In tutto ciò c’è, a mio avviso, una precisa responsabilità dell’attuale mondo accademico, per cui questa sorta di ossessione o delirio da pubblicazione a tutti i costi per rientrare e superare le soglie dei parametri dell’abilitazione scientifica alla docenza universitaria ha finito con il fare perdere di vista la bussola che dovrebbe avere ogni serio studioso, ovvero innovatività e originalità, efficacia e consistenza culturale e scientifica delle pubblicazioni: ricercare e poi scrivere per dimostrare l’esistenza di qualcosa di nuovo. La qualità dovrebbe contare molto più della quantità, eppure nell’accademia italiana non è affatto così.
Questo impoverimento del valore ma anche questo abbassamento della soglia di moralità è esattamente ciò che accade, purtroppo, a proposito dei concorsi banditi presso gli atenei italiani, tutti o quasi predeterminati e pilotati (come ha dimostrato l’inchiesta della procura catanese): la logica è la stessa, mancanza di trasparenza nelle procedure e non valorizzazione del merito nelle valutazioni.

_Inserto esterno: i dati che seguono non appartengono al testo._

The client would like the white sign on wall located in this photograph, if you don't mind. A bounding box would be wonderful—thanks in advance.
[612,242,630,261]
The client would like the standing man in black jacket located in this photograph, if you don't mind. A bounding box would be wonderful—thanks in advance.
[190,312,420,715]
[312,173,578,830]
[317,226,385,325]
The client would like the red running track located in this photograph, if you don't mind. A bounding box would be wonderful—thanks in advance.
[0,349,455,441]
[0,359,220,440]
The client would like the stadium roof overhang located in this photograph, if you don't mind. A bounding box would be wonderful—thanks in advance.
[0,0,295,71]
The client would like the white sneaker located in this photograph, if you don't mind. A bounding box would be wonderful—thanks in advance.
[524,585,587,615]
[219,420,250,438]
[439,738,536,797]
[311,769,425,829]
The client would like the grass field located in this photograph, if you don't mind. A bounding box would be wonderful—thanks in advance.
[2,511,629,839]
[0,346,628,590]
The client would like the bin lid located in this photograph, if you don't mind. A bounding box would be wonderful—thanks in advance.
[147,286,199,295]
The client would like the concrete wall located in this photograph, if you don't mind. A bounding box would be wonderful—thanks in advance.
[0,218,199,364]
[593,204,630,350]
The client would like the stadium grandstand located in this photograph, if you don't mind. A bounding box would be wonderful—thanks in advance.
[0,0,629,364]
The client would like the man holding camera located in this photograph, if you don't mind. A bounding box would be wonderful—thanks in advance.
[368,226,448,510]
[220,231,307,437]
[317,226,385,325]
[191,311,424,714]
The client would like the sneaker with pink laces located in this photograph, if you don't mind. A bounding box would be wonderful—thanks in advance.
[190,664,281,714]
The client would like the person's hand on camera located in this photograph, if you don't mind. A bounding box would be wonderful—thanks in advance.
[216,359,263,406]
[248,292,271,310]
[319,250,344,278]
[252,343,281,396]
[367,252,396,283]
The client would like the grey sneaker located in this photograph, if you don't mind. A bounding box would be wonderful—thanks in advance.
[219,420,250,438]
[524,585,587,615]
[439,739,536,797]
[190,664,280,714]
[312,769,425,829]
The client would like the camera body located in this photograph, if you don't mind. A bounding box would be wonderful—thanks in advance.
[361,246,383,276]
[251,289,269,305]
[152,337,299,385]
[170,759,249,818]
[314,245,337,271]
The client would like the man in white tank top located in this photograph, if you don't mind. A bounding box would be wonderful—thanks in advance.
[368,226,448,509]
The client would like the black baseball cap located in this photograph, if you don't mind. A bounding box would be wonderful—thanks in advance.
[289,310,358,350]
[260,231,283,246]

Ora provo a farvi qualche esempio più pratico per dimostrare, come giustamente scrive Stella alla fine del suo articolo, che alla luce della crescita esponenziale di ricorsi e sentenze di accoglimento relative a concorsi truccati, e alla luce di questi meccanismi che dopano i risultati della ricerca, forse sarebbe il caso di cambiare una volta per sempre l’attuale sistema di reclutamento nell’università italiana. E non certo legalizzando la cooptazione – come qualcuno ha addirittura proposto – che sarebbe come dire rendiamo legale la raccomandazione e l’abuso che già vengono perpetrati attualmente con i paletti e le regole del bando pubblico, ma piuttosto rendendo più ferree e rigide le regole che già ci sono, in direzione di una minore discrezionalità e arbitrio da parte delle commissioni, e prevedendo un sistema di multe, sanzioni e sospensioni per chi abusa.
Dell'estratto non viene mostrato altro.